While debate in the last couple of years has centered on availability of flood insurance, that conversation will soon turn to the impact of flooding on property values and what solicitors advised clients on flood risk and the availability of flood searches.

Because a serious flood event typically drives down the value of a property, the inevitable knock-on effect will be an increase in claims against solicitors who may not have advised their clients to consider the risk of flooding or carry out appropriate searches. Flood searches are now more common but what about the millions of house purchases that took place in the last six years?

PI Insurers will be asking whether solicitors have been negligent about fully considering flood risk and whether this has left an exposure.
Solicitors are not qualified to give advice on flood risk but there are a number of checks that can be undertaken on a buyer’s behalf which will give them a better understanding of the risks. Many solicitors have been lax at asking the right questions and banks have been lamentable at considering the appropriate risk to their security. 
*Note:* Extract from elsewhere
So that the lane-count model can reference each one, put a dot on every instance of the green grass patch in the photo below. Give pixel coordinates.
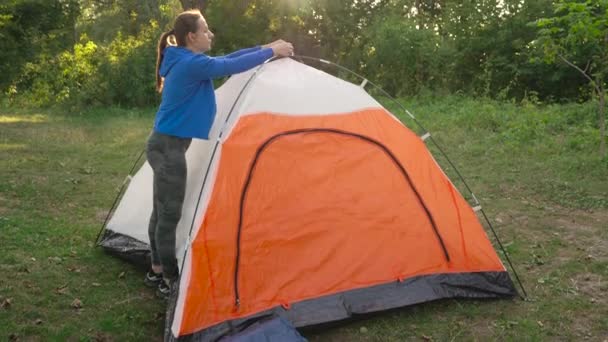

The CML Handbook, for example, makes no direct mention of flood risk (other than requiring it to be an insured risk). The absence of legal enquirers has somewhat been addressed by the Conveyancing Protocol forms which now ask the vendor to disclose if the property has been flooded in the past, but is this the case of locking the gate after the horse has bolted?

Lawyers can expect a question coming soon on their PI Renewal forms along the following lines: 

Over the last five years what processes has the Firm (and any Prior Practice) had in place to ensure that clients were advised about flood risk and the availability of flood searches ? If there has been a material change in your procedures, please provide dates as appropriate.

And, while you may think I am scaremongering, ask yourself a simple question: 

Would you want to live in a home where there is real chance that you and your family would have to shovel out sludge and sewage? 

The answer is likely either ‘No’ or ‘only if it is very, very cheap’.

The housing market seems already to adjusting pricing for flood risk. Between 2008 and 2012 property prices rose in four out of the five Lincolnshire postcodes with the lowest flood risk. They fell in four out of the five areas of highest risk (see chart).  That's not just coincidence.